M&S faces clothing sales setback
High street bellwether Marks & Spencer will plead for more time to turn around its struggling clothing business when figures tomorrow are expected to show further deterioration and falling half-year profits.
The chain is set to report its ninth consecutive quarter of falling general merchandise sales - which span clothing and homewares - when it publishes results for the six months to the end of September.
Another fall in general merchandise sales, which analysts expect to decline by 1.5% in its second quarter, would heap more pressure on chief executive Marc Bolland.
The former Morrisons boss has invested heavily in advertising campaigns featuring stars including Dame Helen Mirren and Helena Bonham-Carter to revive clothing sales.
Analysts on average expect M&S to report pre-tax profits of £262 million for the six months, down from £289.5 million a year earlier.
But despite predictions of more glum general merchandise trading, the company's shares have soared over the past year, including a sharp spike in recent weeks.
Bill Adderley, the founder of homewares chain Dunelm, was last week revealed as the owner of a 3% stake, making him the the chain's biggest private investor.
He told the Sunday Telegraph "too big a deal" has been made of its general merchandise problems, adding M&S deserves "top marks" for the performance of its food business.
The retailer is expected to report a 3% gain in underlying food sales during the latest quarter.
M&S's "Leading Ladies" campaign features a dozen high-profile women wearing items from its autumn/winter ranges, including dinner dresses, leather jackets, faux furs and stiletto heels.

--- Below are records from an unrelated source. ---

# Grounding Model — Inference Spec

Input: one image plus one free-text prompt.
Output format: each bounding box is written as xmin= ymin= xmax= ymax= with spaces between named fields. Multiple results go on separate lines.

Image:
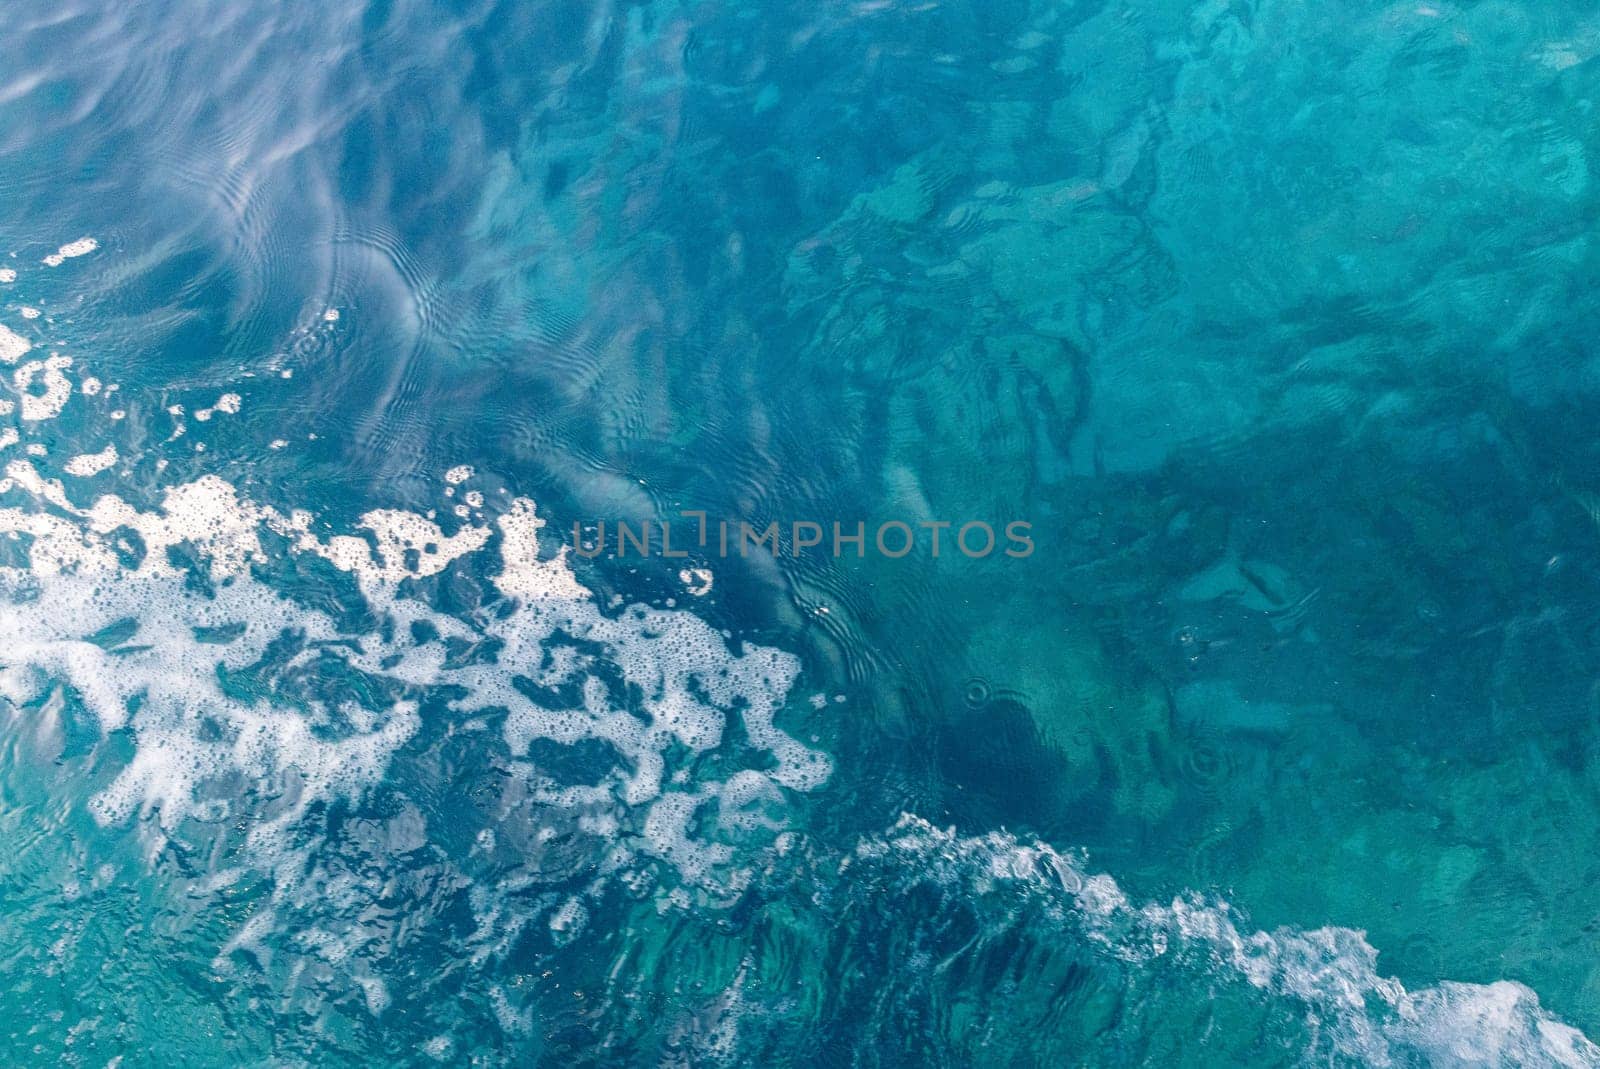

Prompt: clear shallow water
xmin=1 ymin=0 xmax=1599 ymax=1064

But while the new collection began arriving in stores from July, the print, billboard and online campaign was only formally launched at the start of September, and analysts believe it may have a limited impact on second-quarter sales, with mild weather in September also heaping pressure on the ranges.
M&S this week also launched its Christmas advertising campaign, inspired by fairy tales and f eaturing stars including Rosie Huntington-Whiteley, David Gandy and Helena Bonham-Carter.

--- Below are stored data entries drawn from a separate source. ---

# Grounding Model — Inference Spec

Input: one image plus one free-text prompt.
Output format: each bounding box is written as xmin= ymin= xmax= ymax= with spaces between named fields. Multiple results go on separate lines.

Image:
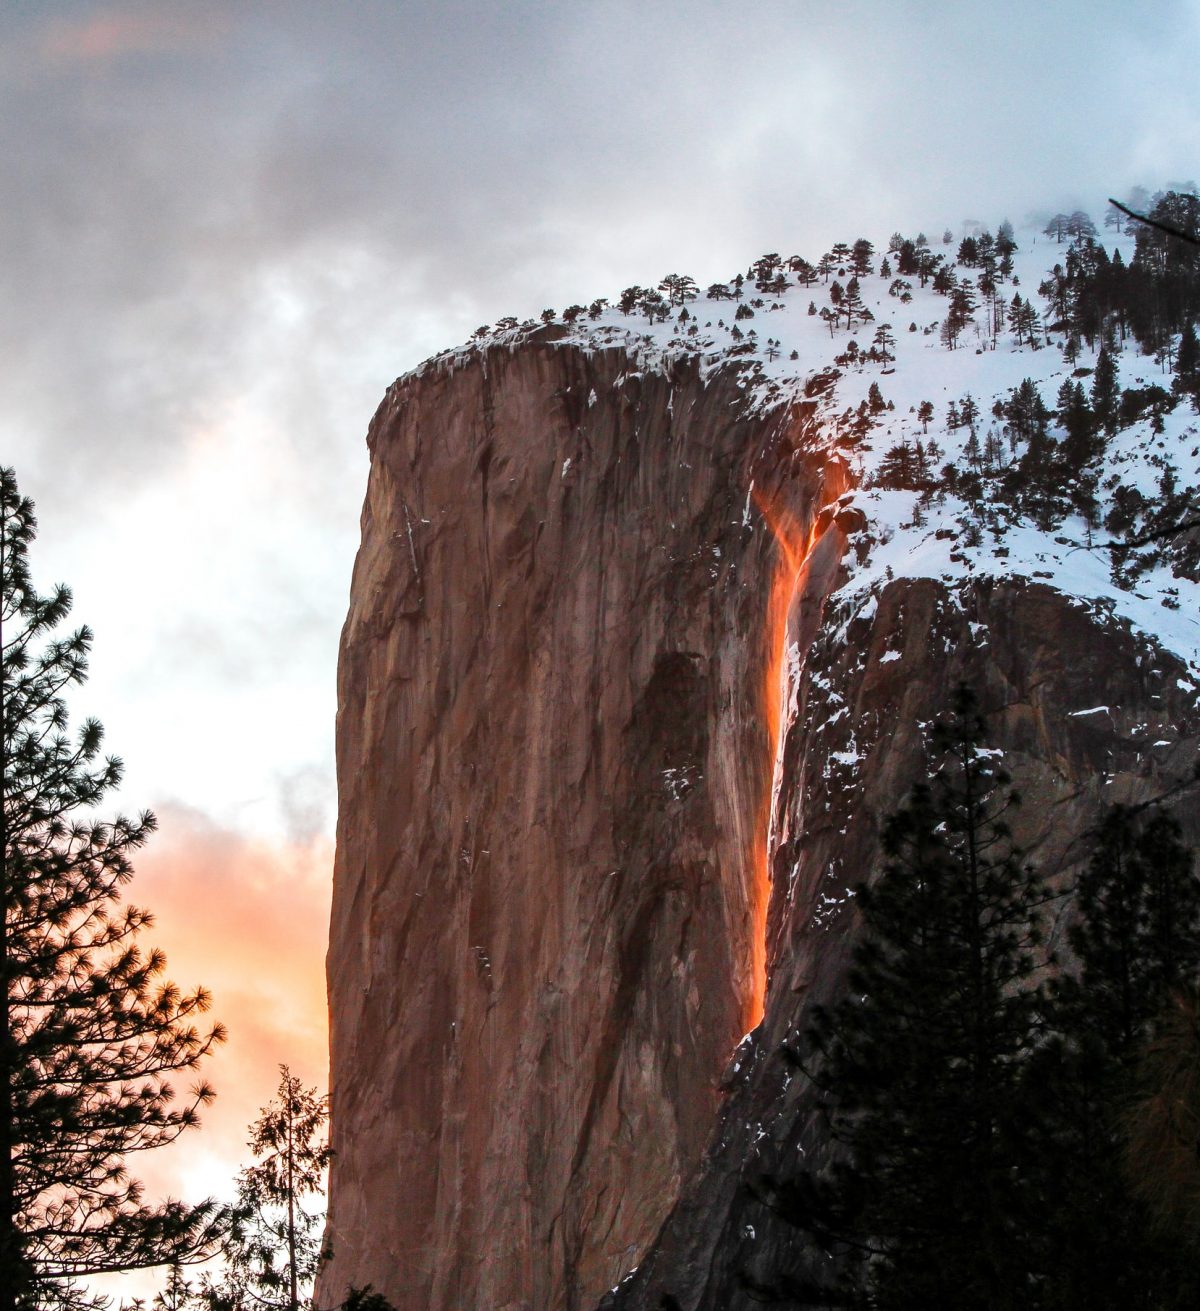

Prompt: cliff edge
xmin=318 ymin=335 xmax=848 ymax=1310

Another quarterly sales slump for general merchandise would follow a 1.6% fall in its first quarter to the end of June, when M&S said it was battling tough trading and intense discounting.
Analysts at Shore Capital said: "We are nervous about the performance of the UK apparel business despite the high profile launch of the autumn/winter ranges due to the mild weather.
"M&S needs to show underlying market share progress in UK apparel, particularly given favourable comparatives, so providing the basis for the spring/summer offer to build on a stronger platform. Time will tell."
Credit Suisse analysts said while the autumn/winter ranges show "some signs of improvement", they will not be enough to transform underlying sales or margins.